素直になれない夏の終わり
夏歩の体調を気付かないながら先に入って来たのは美織で
「あっ、俺も買ってきてあるよ、ココアプリン」
その後に続くのが津田。
そう、昨日から連絡もなしに姿を見せなかった男が、なんでか何事もなかったかのように部屋にいるのだ。

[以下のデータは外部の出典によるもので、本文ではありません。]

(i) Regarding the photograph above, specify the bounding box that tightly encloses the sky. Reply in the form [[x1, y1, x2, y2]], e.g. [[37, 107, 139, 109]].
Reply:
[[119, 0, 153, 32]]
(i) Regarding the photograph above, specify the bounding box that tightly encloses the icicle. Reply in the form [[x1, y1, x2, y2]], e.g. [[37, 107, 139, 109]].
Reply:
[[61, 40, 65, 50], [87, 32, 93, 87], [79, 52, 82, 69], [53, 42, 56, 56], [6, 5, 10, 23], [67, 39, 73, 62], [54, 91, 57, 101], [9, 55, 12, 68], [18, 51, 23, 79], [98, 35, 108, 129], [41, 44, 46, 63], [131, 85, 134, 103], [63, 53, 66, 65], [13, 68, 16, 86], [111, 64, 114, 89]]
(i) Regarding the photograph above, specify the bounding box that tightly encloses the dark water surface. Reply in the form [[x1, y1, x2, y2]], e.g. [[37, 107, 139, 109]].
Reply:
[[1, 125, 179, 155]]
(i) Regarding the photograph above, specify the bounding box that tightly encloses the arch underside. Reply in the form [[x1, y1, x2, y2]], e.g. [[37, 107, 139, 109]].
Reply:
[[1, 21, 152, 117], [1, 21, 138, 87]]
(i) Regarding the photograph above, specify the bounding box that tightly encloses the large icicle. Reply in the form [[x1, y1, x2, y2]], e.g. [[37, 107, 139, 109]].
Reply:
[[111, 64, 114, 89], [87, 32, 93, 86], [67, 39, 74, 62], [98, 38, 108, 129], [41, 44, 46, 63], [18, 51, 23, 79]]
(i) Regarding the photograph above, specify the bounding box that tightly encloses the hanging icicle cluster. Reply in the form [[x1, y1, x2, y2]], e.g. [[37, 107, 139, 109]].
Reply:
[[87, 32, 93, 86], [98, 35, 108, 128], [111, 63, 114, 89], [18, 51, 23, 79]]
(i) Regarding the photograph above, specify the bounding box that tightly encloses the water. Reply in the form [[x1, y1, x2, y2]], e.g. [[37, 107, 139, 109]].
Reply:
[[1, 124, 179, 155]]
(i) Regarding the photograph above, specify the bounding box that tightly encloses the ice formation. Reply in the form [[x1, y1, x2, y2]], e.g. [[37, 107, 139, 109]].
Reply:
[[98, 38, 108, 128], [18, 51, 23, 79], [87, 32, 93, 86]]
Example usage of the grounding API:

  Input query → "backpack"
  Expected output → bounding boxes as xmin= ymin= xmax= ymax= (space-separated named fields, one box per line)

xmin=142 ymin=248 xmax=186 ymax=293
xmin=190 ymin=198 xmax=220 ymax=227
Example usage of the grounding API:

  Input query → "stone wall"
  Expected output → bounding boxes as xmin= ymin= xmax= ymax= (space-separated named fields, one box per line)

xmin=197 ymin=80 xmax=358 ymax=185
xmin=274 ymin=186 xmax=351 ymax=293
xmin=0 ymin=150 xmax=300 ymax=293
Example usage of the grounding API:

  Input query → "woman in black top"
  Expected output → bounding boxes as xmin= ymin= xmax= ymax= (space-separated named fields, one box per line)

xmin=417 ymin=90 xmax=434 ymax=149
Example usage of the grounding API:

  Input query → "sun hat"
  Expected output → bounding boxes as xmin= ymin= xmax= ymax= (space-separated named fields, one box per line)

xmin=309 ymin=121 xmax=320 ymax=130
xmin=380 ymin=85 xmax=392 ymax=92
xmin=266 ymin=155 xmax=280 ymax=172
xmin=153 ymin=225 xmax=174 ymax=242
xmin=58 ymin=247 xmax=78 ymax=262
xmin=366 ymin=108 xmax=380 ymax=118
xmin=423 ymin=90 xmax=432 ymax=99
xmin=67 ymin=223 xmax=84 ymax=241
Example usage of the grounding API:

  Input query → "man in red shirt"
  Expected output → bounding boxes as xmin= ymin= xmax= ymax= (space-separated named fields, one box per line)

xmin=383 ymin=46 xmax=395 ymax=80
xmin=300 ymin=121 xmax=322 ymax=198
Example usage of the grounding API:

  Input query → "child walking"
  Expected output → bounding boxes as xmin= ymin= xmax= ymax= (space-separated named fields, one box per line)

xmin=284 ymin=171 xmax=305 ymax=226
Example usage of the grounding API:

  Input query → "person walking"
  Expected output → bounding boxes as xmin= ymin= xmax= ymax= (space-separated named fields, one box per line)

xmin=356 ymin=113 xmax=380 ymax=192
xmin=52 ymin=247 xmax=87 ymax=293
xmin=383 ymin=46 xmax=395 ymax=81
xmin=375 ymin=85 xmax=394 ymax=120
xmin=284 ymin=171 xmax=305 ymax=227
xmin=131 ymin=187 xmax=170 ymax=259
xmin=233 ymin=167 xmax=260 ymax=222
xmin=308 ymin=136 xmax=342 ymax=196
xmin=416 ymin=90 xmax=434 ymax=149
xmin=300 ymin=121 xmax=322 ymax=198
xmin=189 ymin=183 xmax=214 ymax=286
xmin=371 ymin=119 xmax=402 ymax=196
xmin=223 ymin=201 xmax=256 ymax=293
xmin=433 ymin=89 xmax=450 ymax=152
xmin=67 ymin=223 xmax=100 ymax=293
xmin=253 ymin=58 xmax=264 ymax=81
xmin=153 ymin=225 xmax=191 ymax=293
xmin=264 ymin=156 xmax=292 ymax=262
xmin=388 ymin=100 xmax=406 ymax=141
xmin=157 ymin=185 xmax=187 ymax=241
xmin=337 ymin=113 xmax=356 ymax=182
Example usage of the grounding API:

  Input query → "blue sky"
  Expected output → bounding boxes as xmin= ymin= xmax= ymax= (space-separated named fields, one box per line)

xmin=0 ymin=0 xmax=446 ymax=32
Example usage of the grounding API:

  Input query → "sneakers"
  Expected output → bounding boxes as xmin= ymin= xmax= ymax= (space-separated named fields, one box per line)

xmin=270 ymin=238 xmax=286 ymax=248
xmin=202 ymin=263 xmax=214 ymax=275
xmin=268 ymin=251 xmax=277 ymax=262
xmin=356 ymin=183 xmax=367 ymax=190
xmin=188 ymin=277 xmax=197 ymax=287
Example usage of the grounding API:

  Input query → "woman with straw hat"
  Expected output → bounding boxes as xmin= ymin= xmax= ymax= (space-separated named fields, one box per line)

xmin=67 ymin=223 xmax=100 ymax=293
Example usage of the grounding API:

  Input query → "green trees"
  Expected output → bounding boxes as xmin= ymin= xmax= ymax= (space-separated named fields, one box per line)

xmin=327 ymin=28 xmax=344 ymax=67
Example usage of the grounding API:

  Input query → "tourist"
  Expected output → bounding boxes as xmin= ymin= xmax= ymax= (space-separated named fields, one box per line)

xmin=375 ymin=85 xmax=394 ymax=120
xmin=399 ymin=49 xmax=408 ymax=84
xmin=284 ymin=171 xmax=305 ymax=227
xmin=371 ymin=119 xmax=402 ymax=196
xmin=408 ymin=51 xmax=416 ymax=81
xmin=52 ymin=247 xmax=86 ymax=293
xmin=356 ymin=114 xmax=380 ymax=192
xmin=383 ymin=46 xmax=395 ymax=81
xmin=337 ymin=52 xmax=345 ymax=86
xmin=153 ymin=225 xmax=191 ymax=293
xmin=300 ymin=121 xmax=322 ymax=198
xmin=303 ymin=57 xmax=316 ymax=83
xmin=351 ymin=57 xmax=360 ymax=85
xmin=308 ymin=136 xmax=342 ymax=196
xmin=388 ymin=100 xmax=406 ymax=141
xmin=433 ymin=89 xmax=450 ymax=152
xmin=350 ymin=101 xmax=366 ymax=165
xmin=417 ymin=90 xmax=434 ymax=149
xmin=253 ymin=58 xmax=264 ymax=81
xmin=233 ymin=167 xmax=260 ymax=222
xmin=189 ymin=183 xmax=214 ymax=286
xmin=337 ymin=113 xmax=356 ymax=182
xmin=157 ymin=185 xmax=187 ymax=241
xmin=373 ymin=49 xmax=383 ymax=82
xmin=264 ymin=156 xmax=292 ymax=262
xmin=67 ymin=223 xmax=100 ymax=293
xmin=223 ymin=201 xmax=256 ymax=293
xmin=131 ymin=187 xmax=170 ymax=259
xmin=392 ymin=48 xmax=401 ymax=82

「ちょっと津田、あんたなんで夏歩に何も食べさせてないのよ」
テーブルの上を見た美織は、昼間自分が置いて行った時のままになっているお粥の袋を指差しながら津田を振り返る。
美織は余程険しい表情をしていたのか、振り返った瞬間津田がビクッと肩を跳ねさせた。
「いや、違っ!寝てるの起こしてまで食べさせるのはかわいそうだし、でも起きても水飲んでまたすぐ寝ちゃうから……」
「全く、あんたがそんなことだと夏歩がいつまで経っても治らないでしょ!ほら、さっさとお粥温める」
美織に叱られた津田は、テーブルの上からお粥の袋を取って、とぼとぼとキッチンに向かう。
その背中を夏歩がぼんやり見つめていると、「夏歩、具合は?」と先ほどよりずっと近くで美織の声がした。
見れば、ベッドのすぐそばに美織がいる。